Dr Moshe Fayman, a Johannesburg plastic surgeon, attributes the boom to improved economic status and increased media exposure. But he adds that thanks to a competitive job market “some (young African professionals) request cosmetic surgery to improve their competitiveness”.

Mandisa says she had surgery for herself, but concedes: “The pressure to look good is very high, you must, must look good.

“I think it’s partly the media and the places we go to; you see these slim beautiful models, and everyone thinks that if you want to look beautiful, you must be skinny. But I did it for me, not for any man, or for work?.?.?.”

Zodwa?Kumalo-Valentine, ­assistant editor of Marie Claire, says “women in business, socialites, ladies who lunch and housewives” are flocking to treatment – as long as they have the disposable income, which means largely 30-something-year-olds and older.

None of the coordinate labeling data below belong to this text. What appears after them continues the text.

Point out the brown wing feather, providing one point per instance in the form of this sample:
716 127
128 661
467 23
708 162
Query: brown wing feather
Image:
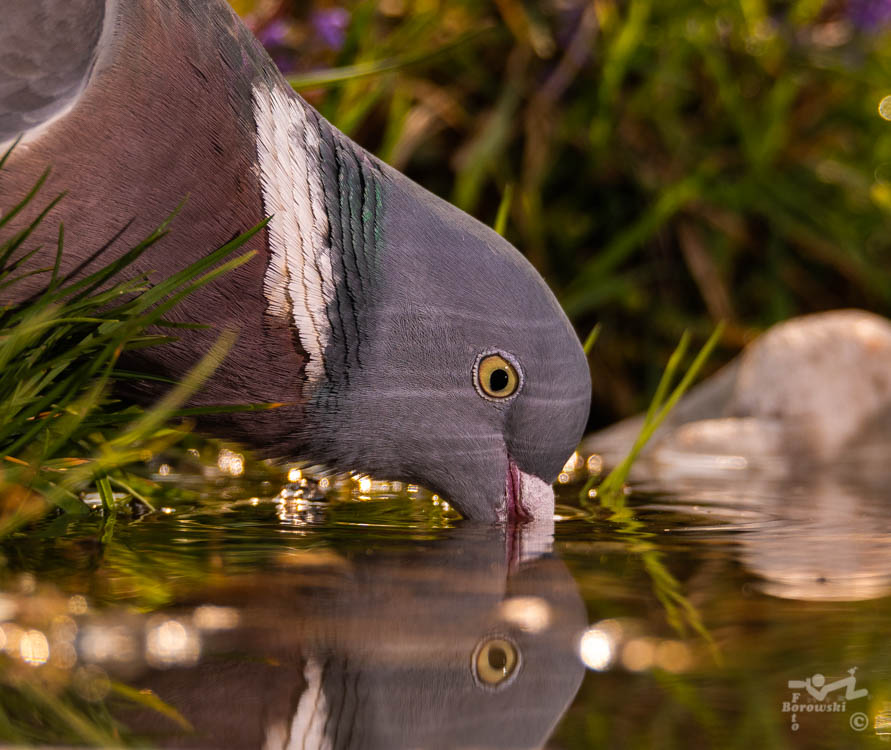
47 50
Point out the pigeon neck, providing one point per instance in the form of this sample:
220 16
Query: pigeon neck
323 194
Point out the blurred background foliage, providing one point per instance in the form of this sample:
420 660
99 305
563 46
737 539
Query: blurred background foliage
671 164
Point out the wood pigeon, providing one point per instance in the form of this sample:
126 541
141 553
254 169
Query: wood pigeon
404 338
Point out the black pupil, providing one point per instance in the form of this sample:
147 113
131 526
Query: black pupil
498 380
497 659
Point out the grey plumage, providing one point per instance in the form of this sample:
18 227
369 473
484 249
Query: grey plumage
370 302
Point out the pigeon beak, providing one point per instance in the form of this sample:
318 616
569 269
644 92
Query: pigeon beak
527 497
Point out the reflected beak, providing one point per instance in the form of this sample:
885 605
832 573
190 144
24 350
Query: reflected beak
527 497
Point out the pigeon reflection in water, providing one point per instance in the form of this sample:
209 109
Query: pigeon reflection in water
460 644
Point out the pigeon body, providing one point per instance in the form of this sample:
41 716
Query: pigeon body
405 339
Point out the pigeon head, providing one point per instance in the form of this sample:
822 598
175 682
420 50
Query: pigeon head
437 354
401 337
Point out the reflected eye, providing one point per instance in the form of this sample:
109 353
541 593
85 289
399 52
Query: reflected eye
495 662
495 377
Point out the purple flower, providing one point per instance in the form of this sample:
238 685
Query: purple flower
331 25
870 15
274 34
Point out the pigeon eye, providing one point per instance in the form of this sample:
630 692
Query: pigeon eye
495 661
495 377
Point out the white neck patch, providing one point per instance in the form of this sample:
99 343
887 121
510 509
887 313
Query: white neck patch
299 282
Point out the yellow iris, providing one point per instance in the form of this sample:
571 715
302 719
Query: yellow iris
497 377
495 661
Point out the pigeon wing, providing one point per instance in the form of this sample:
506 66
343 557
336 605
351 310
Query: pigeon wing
47 51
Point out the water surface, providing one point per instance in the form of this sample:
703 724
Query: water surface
264 616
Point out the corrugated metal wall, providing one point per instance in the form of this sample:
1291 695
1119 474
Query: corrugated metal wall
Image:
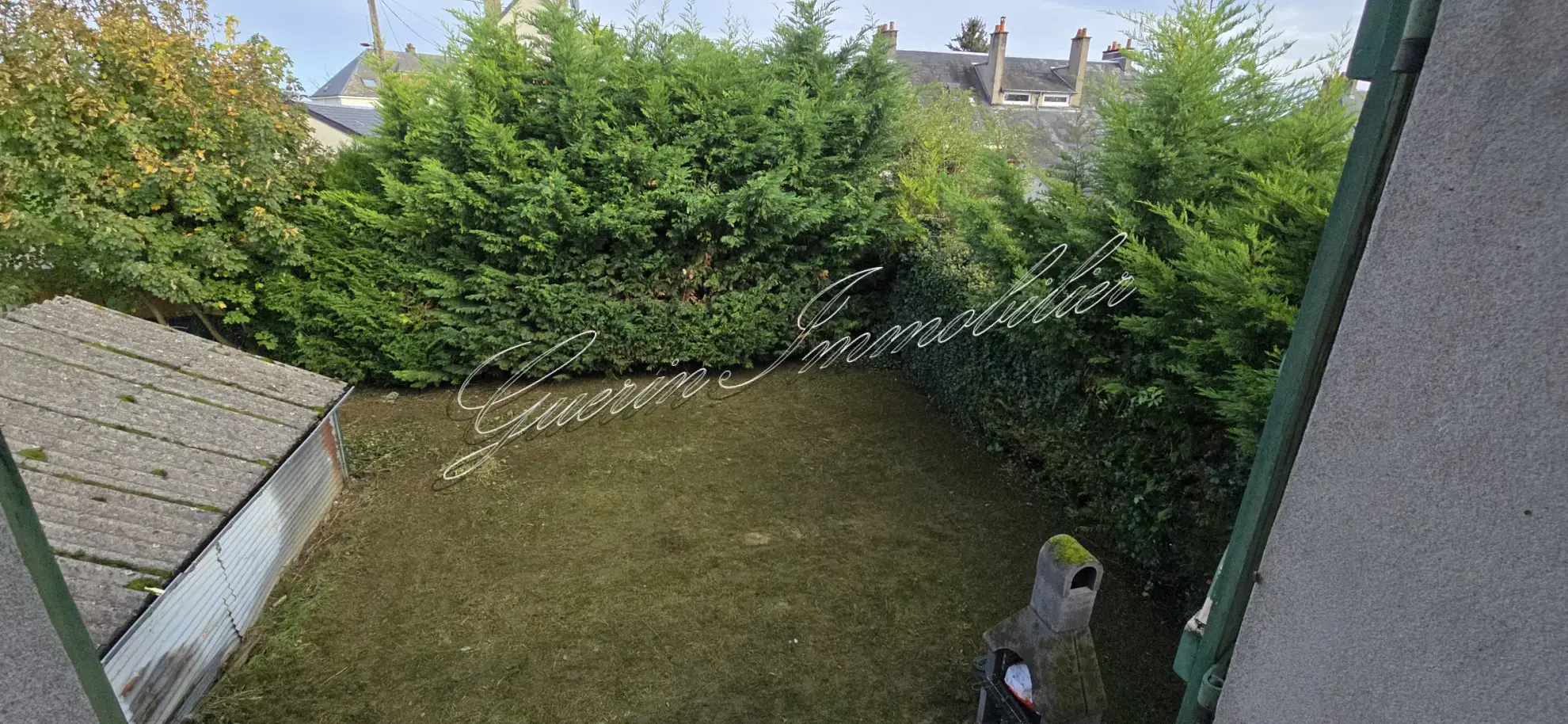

And she doesn’t think they’re ­hiding it.

Some are completely open – such as Tselane Tambo, who televised her liposuction treatment, and singer KB, who told True Love about her breast reduction.

“It’s certainly not anything to be ashamed of (unless it’s a face-lift),” says Kumalo-Valentine.

Claudia Tshiloz (39), a PA based in Johannesburg, had a breast reduction two years ago.

Her size 42DD breasts had caused her severe back pain – her medical aid paid for the procedure on advice from an orthopaedic expert – and she went down to a size 38C. Although she didn’t have the procedure just to look good, she did appreciate looking slimmer.

“I don’t think women have a problem with plastic surgery, but my ex-boyfriend asked me why I did it,” Tshiloz says. “The men I know think it was wrong, but the women supported me.”

Dr Braun has noticed different attitudes from men and women.

While women want the “Western” look – more defined noses, slimmer body contours – “husbands admit that they admire and are attracted to the Western look, but prefer the more traditional look for their wives”.

Snijman notes body fashions are not static. “Most patients are not requesting a European look, but?.?.?.?a less ‘African look’.”

Kumalo-Valentine thinks women are simply “improving” on the fuller figure.

“I do think there has been a slight shift towards the Western ideal but the majority of black women still appreciate a fuller figure,” she says. “We love Jennifer Lopez and Beyoncé’s bodies as ideals – tight and curvy.”

Judith Smith, director of the Southern African Media and Gender Institute, thinks the increasing pressure on black women to emulate a more “Western” body image is to fit narrow definitions of beauty and is “sad”. “This is becoming a global standard of what a woman should look like.”

Whatever their reasons, women are prepared to pay to change.

“Most procedures cost between R30?000 and R40?000,” says Sive.

Black women applying to First Health Finance are on average 36 years old and earn between R10?000 and R65?000 a month.

Both Tshiloz and Mandisa shrug off criticism that suggests that women are being pressured to conform.

“Any woman has a right to do whatever they want to with their bodies,” says Mandisa.

“If they feel a leaner body will make them feel good, they should go for it. It was expensive (R35?000), but worth every cent. I’d do it again in a heartbeat.”